Household goods giant Reckitt Benckiser (RB) fell sharply as modest first quarter sales growth failed to meet analysts’ estimates.
The group’s shares slumped by more than 6% over the morning, plummeting as much as 9.2% after its quarterly results up to March 31 were announced.
Share prices have stabilised at 5,615.7p by Friday afternoon - down 2.9% - but the latest decrease followed a week-long decline in value. On Monday 16 April the shares were trading as high 6,029p.
Reckitt recorded like-for-like sales growth of 2% in the first quarter, behind analysts’ estimates of 2.6%, driven down by the disappointing performance of Scholl.
RB has missed guidance figures for the last two years and market sentiment remains very negative, according to Societe Generale analyst Iain Simpson.
“Overall market sentiment on RB is still very negative and it has much work to do to rebuild its reputation for delivery,” he said.
“As we go through this year delivering in line results with guidance confirmed and no nasty surprises should be enough to drive a rerating and close some of the c.15% discount to peers.”
Total reported sales were up 23% to £3.1bn as headline revenues were boosted by the integration of Mead Johnson.
The fmcg business was downgraded earlier this week by broker Credit Suisse amid concerns a lack of product innovation and foreseeable sales growth will eat into earnings.
It recorded 6% growth in like-for-like sales in North America, while European sales sunk by 1%.
Some health brands, such as Durex, saw growth but this was more than offset by further “significant declines” at footcare brand Scholl and the underperformance of hygiene brand Dettol.
The health relief sector of the business performed well however, with strong performances for brands including Gavison and Strepsils helping to mitigate the situation.
Its Mead Johnson baby milk acquisition “continues to progress well” with proforma growth 6% for the quarter, driven by strong market growth in China.
“A solid start overall in Q1, operating under our new organisational structure. RB 2.0 is embedding well and we expect to see the benefits continue to materialise,” commented Rakesh Kapoor, chief executive officer, on the results.

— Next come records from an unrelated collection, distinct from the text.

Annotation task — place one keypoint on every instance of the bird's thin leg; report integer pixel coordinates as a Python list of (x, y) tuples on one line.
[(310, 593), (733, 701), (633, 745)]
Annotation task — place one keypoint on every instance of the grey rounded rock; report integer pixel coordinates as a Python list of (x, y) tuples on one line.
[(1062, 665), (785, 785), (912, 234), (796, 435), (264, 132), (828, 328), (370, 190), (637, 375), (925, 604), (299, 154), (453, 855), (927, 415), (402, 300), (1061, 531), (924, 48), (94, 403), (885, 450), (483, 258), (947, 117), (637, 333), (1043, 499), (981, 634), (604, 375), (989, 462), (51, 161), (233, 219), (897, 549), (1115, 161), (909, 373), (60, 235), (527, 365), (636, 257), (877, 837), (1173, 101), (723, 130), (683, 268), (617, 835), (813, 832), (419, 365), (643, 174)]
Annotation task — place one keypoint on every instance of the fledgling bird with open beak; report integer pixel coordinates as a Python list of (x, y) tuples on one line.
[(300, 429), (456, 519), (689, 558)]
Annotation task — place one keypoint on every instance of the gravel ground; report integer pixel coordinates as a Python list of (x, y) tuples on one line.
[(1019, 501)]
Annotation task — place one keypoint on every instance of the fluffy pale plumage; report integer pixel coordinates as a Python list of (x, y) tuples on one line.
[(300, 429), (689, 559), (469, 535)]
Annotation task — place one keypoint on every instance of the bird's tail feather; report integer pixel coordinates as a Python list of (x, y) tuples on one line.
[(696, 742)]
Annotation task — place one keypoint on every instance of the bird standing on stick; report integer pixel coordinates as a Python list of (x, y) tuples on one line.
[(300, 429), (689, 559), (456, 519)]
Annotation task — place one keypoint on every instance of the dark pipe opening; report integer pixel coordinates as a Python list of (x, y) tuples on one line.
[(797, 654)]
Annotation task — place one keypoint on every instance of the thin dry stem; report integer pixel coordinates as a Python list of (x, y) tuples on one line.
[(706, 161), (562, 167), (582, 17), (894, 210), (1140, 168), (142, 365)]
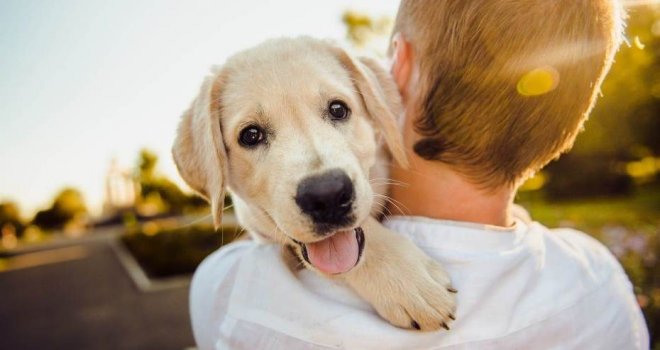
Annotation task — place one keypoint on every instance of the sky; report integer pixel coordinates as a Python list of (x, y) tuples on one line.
[(83, 82)]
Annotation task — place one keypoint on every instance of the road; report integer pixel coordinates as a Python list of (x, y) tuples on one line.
[(79, 296)]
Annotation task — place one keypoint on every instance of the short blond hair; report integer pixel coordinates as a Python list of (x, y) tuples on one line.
[(474, 59)]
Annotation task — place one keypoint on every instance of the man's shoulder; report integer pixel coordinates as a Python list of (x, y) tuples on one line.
[(580, 249)]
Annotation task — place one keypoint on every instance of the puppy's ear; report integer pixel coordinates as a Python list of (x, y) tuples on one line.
[(381, 98), (199, 151)]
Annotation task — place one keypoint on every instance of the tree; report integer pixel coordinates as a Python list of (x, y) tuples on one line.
[(68, 206), (10, 217), (158, 192)]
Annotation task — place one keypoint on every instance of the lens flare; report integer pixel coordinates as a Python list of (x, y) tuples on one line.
[(538, 81)]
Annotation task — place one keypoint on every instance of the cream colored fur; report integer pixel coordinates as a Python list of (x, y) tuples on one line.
[(285, 84)]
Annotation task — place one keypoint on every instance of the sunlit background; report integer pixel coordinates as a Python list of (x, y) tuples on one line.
[(90, 201)]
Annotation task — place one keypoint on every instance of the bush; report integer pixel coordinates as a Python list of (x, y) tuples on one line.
[(574, 176), (176, 251)]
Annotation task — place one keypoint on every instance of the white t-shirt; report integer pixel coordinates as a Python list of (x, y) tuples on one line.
[(527, 287)]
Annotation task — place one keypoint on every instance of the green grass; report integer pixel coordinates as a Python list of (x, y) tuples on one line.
[(629, 226), (640, 211)]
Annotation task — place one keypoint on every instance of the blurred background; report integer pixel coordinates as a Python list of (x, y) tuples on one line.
[(99, 236)]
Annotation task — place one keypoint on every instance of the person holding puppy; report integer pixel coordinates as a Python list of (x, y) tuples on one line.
[(493, 91)]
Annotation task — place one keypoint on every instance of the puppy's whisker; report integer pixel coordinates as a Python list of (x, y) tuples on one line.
[(396, 204)]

“Scholl is stabilising but significantly below the prior year and has reduced the rest of LFL Health performance by -200bps in the quarter.
“Our priority remains organic growth under our new focussed organisation structure. We have work to do in parts of our Health portfolio, particularly Scholl.”
Reckitt confirmed it remains on track for its full-year net revenue target to 13-14% and like-for-like growth of 2-3%.